Anyhog, this album kicks off with “Parradiggum” (huh?), and it’s the synths I hear right off the bat, along with some seriously synthesized vocals… and the occasional drum hit. We eventually get some equally-distorted guitars slowly ringing out over the mix, giving off an air of some sorta cosmic space drone with a robot singer — before unexpectedly lurching into blastbeat-laden blackness, albeit briefly.
“Whoady” (who dat?) starts off with what sounds like an evacuation alarm, with some spacey synths mixed in for good measure. The slow ‘n heavy riffage takes less time to come in on this one, with the fire alarm still buzzing in the background.
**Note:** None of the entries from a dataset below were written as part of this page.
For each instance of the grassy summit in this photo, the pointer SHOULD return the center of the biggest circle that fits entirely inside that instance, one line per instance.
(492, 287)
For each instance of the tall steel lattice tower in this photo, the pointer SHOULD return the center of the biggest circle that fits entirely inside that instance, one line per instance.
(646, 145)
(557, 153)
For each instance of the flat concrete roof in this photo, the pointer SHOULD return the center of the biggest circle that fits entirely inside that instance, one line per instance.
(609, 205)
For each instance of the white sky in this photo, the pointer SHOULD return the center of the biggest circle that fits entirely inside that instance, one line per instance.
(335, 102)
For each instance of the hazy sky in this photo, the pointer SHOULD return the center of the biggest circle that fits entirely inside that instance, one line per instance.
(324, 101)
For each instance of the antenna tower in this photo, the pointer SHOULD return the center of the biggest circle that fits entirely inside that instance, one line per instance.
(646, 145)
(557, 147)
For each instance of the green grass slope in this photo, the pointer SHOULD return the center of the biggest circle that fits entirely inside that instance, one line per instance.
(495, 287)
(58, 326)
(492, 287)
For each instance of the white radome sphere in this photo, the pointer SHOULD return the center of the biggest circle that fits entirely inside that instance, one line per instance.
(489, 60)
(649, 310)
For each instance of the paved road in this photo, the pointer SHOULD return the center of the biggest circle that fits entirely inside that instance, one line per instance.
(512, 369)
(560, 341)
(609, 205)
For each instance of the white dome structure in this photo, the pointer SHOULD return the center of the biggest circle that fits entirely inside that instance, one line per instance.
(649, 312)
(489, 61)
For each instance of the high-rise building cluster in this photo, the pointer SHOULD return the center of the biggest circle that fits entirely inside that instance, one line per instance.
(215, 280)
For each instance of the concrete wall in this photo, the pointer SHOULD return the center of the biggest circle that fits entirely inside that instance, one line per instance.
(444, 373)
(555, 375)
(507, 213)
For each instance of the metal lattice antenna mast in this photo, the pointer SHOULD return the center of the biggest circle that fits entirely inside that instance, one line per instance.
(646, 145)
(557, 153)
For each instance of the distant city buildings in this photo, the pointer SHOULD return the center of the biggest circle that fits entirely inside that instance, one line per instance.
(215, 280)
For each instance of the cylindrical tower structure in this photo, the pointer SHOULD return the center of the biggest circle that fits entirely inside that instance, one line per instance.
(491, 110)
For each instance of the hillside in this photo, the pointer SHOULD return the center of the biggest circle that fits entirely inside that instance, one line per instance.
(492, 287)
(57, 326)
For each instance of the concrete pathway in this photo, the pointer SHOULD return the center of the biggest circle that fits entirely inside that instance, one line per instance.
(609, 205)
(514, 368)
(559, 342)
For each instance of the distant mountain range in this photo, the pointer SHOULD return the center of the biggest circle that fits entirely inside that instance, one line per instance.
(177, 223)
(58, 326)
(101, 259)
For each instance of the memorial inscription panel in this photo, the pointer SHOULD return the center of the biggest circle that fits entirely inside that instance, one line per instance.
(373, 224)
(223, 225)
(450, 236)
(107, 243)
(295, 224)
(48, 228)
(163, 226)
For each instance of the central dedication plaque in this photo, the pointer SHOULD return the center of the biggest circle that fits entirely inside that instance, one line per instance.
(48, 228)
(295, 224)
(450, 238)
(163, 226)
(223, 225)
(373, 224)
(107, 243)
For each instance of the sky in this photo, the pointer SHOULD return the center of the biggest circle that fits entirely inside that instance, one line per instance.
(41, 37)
And then it drops down, more droney atmos-doom, Nadja meets OM, fronted by a Buddhist monk with a vocoder.
“Awsme Bube” (c’mon man!) sounds like natives chanting in a cave with sludgy stalagmites oozing synthesized slime underneath. I’m not sure if there are words to this one, or just sounds. Hey, full marks for originality, but this hog’s only getting a participation ribbon from me.